Tim Kuasa Hukum LBH Ansor Pringsewu mengguncang persidangan dengan dalil mengejutkan. Menurut mereka, hubungan hukum yang terjadi antara para pihak BUKAN transaksi jual beli tanah seperti yang didalilkan penggugat, melainkan UTANG PIUTANG!
“Oleh karena itu, dasar hukum pembuatan Akta Jual Beli (AJB) beserta rangkaian proses setelahnya perlu diuji secara menyeluruh berdasarkan fakta persidangan,” tegas Alvi Aprian, S.H usai persidangan.
Tak main-main, pihak tergugat yang diwakili LBH Ansor Pringsewu menyerahkan DELAPAN alat bukti tertulis sebagai amunisi pembelaan. Seluruh dokumen ini telah diterima majelis hakim dan akan diperiksa sesuai mekanisme hukum acara perdata.
Tim Kuasa Hukum mengacu pada ketentuan hukum pembuktian yang tertuang dalam Pasal 1865 KUHPerdata dan Pasal 163 HIR. Kedua pasal ini mewajibkan setiap pihak yang mendalilkan sesuatu untuk membuktikannya.
“Pembuktian tidak hanya menyangkut keberadaan dokumen, tetapi juga harus didukung oleh fakta-fakta yang dapat dipertanggungjawabkan secara hukum,” ujar Alvi Aprian, S.H.
“Jika majelis hakim berkesimpulan dasar hukum AJB tidak terbukti atau tidak sah, maka sertifikat yang terbit dari AJB tersebut otomatis gugur!” tegasnya memberikan analisis hukum yang menohok.

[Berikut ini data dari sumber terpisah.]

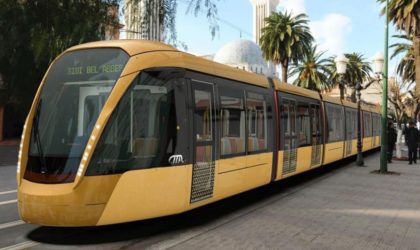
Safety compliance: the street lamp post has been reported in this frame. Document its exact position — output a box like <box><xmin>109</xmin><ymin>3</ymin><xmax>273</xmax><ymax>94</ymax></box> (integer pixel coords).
<box><xmin>356</xmin><ymin>82</ymin><xmax>364</xmax><ymax>167</ymax></box>
<box><xmin>334</xmin><ymin>55</ymin><xmax>349</xmax><ymax>100</ymax></box>
<box><xmin>379</xmin><ymin>0</ymin><xmax>389</xmax><ymax>173</ymax></box>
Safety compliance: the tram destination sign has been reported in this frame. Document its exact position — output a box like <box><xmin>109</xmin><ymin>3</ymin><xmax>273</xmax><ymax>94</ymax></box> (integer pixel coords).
<box><xmin>66</xmin><ymin>64</ymin><xmax>124</xmax><ymax>75</ymax></box>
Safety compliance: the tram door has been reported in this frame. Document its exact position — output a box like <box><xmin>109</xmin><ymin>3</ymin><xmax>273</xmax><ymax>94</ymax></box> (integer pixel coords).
<box><xmin>190</xmin><ymin>80</ymin><xmax>215</xmax><ymax>203</ymax></box>
<box><xmin>345</xmin><ymin>109</ymin><xmax>355</xmax><ymax>156</ymax></box>
<box><xmin>280</xmin><ymin>98</ymin><xmax>297</xmax><ymax>175</ymax></box>
<box><xmin>311</xmin><ymin>104</ymin><xmax>322</xmax><ymax>167</ymax></box>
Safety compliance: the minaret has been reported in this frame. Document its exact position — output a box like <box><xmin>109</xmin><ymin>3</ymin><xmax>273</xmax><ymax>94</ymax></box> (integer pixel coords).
<box><xmin>251</xmin><ymin>0</ymin><xmax>280</xmax><ymax>77</ymax></box>
<box><xmin>251</xmin><ymin>0</ymin><xmax>280</xmax><ymax>45</ymax></box>
<box><xmin>124</xmin><ymin>0</ymin><xmax>164</xmax><ymax>41</ymax></box>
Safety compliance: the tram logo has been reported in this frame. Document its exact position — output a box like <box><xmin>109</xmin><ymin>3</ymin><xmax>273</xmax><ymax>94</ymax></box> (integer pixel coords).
<box><xmin>168</xmin><ymin>155</ymin><xmax>184</xmax><ymax>165</ymax></box>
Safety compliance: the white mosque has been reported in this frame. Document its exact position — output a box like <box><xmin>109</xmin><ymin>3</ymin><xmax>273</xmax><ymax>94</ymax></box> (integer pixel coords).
<box><xmin>213</xmin><ymin>0</ymin><xmax>279</xmax><ymax>77</ymax></box>
<box><xmin>125</xmin><ymin>0</ymin><xmax>280</xmax><ymax>77</ymax></box>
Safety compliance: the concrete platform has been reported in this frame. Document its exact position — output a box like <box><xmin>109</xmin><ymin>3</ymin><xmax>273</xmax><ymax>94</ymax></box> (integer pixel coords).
<box><xmin>164</xmin><ymin>153</ymin><xmax>420</xmax><ymax>249</ymax></box>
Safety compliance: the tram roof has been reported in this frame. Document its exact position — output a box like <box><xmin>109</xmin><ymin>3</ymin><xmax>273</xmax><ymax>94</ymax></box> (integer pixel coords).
<box><xmin>321</xmin><ymin>94</ymin><xmax>342</xmax><ymax>105</ymax></box>
<box><xmin>67</xmin><ymin>39</ymin><xmax>177</xmax><ymax>56</ymax></box>
<box><xmin>342</xmin><ymin>100</ymin><xmax>357</xmax><ymax>109</ymax></box>
<box><xmin>66</xmin><ymin>40</ymin><xmax>269</xmax><ymax>88</ymax></box>
<box><xmin>273</xmin><ymin>79</ymin><xmax>320</xmax><ymax>100</ymax></box>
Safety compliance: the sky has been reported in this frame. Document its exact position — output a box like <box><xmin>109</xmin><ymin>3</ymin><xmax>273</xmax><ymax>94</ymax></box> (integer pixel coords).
<box><xmin>176</xmin><ymin>0</ymin><xmax>398</xmax><ymax>76</ymax></box>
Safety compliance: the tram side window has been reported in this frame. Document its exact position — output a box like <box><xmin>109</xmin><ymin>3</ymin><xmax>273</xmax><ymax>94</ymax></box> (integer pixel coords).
<box><xmin>219</xmin><ymin>88</ymin><xmax>245</xmax><ymax>156</ymax></box>
<box><xmin>372</xmin><ymin>113</ymin><xmax>378</xmax><ymax>136</ymax></box>
<box><xmin>326</xmin><ymin>103</ymin><xmax>344</xmax><ymax>143</ymax></box>
<box><xmin>87</xmin><ymin>71</ymin><xmax>186</xmax><ymax>175</ymax></box>
<box><xmin>352</xmin><ymin>110</ymin><xmax>357</xmax><ymax>139</ymax></box>
<box><xmin>246</xmin><ymin>92</ymin><xmax>268</xmax><ymax>152</ymax></box>
<box><xmin>296</xmin><ymin>102</ymin><xmax>311</xmax><ymax>147</ymax></box>
<box><xmin>346</xmin><ymin>108</ymin><xmax>357</xmax><ymax>140</ymax></box>
<box><xmin>363</xmin><ymin>111</ymin><xmax>372</xmax><ymax>137</ymax></box>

Majelis Hakim Tetapkan Sidang Berikutnya: 4 Agustus 2026
Agenda selanjutnya adalah pemeriksaan saksi dari pihak tergugat. Tim LBH Ansor Pringsewu menyatakan siap menghadirkan saksi-saksi yang mengetahui langsung fakta-fakta pokok sengketa.
“Kami akan terus mengawal proses persidangan secara profesional dengan mengedepankan prinsip keadilan, integritas, dan persamaan kedudukan di hadapan hukum. Kami percaya majelis hakim akan memberikan putusan yang adil dan objektif,” pungkas Alvi Aprian, S.H dengan penuh keyakinan.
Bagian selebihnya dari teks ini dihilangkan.